Has Trade Overstated GDP?

Look carefully at this graph from the Economist, which compares official GDP numbers with alternative measures of industrial production:

Note the sharp contrast between the supposed massive 8% GDP growth in the fourth quarter of 2004 versus industrial production growth of less than 2% in the same quarter.

The attached article notes the difference between industrial production and GDP numbers:

Industrial-production figures are likely to be the more reliable of the two, because they come directly from industry reports. In contrast, goods-sector GDP is estimated indirectly by adding together final sales of goods, changes in inventories and net exports. If goods-sector GDP is replaced with the industrial-production series in estimating GDP, then the economy grew by only 2.2% in the year to the fourth quarter, not the reported 4.3%.
Usually industrial production tracks GDP numbers pretty closely, but now we are seeing a divergence between GDP and industrial production-- and the anemic job situation which seems to reflect the industrial production numbers.

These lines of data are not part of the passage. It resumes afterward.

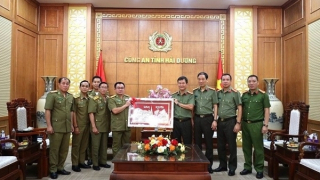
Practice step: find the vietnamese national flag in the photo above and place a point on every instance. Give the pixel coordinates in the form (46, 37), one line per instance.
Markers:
(220, 72)
(100, 69)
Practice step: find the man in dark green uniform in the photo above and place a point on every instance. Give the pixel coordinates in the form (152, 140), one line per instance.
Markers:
(184, 102)
(255, 119)
(205, 112)
(58, 113)
(81, 127)
(228, 124)
(96, 80)
(100, 125)
(119, 105)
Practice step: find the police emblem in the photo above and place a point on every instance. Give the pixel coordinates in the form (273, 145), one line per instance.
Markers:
(160, 42)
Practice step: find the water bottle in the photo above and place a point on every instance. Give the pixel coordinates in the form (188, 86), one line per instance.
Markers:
(13, 134)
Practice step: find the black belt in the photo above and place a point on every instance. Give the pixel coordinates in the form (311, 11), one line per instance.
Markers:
(204, 115)
(255, 121)
(227, 119)
(182, 119)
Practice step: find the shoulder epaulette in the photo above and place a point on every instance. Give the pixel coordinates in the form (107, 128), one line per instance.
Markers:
(76, 95)
(95, 97)
(175, 92)
(234, 90)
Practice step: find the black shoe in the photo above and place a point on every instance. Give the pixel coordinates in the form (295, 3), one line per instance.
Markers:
(259, 175)
(105, 165)
(63, 172)
(84, 166)
(245, 172)
(219, 169)
(53, 175)
(231, 173)
(76, 169)
(97, 168)
(89, 162)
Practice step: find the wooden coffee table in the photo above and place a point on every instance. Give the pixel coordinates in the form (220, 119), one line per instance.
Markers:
(192, 165)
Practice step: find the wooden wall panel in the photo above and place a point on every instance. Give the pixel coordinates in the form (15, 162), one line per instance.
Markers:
(51, 19)
(269, 62)
(269, 21)
(24, 64)
(293, 16)
(7, 8)
(27, 14)
(294, 66)
(312, 10)
(50, 59)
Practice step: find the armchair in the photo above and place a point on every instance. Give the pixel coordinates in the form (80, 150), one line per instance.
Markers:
(19, 118)
(9, 165)
(295, 123)
(308, 168)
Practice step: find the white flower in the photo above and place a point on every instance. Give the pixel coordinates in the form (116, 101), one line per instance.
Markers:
(182, 148)
(160, 149)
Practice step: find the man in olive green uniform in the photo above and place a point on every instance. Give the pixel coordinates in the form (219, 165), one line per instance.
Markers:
(184, 102)
(58, 114)
(228, 124)
(96, 80)
(81, 124)
(205, 112)
(100, 126)
(119, 105)
(255, 119)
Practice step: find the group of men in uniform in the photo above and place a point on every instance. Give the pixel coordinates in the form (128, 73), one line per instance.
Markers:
(227, 112)
(90, 116)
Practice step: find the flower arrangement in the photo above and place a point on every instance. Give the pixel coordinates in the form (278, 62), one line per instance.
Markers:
(161, 145)
(160, 92)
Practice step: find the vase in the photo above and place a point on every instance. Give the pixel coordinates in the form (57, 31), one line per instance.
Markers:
(49, 86)
(276, 109)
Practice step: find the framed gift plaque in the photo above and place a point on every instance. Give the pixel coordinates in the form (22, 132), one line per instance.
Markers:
(151, 112)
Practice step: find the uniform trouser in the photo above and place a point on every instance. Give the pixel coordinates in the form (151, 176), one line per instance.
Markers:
(59, 147)
(182, 129)
(119, 139)
(203, 126)
(252, 136)
(225, 135)
(89, 152)
(99, 148)
(79, 145)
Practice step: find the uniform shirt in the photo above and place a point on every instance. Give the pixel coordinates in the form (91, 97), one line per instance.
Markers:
(119, 122)
(204, 100)
(253, 105)
(185, 98)
(80, 108)
(228, 103)
(98, 106)
(60, 108)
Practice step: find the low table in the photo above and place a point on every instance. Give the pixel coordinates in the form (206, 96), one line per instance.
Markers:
(192, 165)
(28, 154)
(288, 156)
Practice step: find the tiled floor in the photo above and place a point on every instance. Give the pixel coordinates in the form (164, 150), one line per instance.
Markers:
(105, 173)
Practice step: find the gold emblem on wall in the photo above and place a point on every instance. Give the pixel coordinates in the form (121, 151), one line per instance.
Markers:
(160, 42)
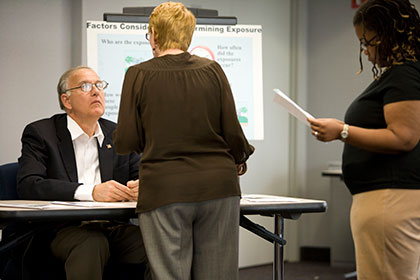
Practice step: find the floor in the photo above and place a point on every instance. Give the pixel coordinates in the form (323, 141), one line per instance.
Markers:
(298, 271)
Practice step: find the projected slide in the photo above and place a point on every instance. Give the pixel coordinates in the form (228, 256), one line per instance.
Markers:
(113, 47)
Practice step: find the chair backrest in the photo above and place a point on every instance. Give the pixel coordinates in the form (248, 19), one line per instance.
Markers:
(8, 181)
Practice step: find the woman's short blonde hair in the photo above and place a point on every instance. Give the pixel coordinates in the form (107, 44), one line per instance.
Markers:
(173, 25)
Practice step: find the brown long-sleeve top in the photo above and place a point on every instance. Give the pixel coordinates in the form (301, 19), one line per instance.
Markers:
(178, 110)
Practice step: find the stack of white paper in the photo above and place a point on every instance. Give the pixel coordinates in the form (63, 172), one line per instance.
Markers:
(291, 106)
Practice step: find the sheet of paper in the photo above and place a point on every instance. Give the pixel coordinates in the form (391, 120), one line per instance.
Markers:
(294, 109)
(24, 205)
(129, 204)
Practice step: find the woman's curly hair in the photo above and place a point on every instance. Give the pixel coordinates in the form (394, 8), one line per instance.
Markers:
(397, 27)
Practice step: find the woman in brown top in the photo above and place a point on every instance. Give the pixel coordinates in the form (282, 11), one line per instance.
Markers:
(178, 110)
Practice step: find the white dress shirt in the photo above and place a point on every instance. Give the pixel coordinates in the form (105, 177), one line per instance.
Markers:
(87, 158)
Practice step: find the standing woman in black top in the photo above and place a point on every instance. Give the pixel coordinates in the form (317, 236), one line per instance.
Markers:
(381, 132)
(178, 110)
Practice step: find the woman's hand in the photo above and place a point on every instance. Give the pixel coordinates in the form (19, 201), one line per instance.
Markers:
(241, 168)
(326, 129)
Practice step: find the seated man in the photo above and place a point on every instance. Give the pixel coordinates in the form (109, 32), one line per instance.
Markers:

One culprit is outsourcing-- not just the raw fact that jobs overseas are cutting employment in the US, but a statistical problem. Since internal shipments within firms, especially services done at a distance, don't always show up in trade figures, sales in the US reflecting that foreign labor may incorrectly imply higher production actually in the US:

For example, when American firms outsource call-centre and information-technology-support jobs to India and other Asian countries, the result should be higher imports of services, yet official statistics do not show such an increase. America's recorded imports of software services from India are also much smaller than India's reported exports of such services to America.
Job growth may be inching up but view all the "growth" numbers with suspicion until hiring is as strong as the hype.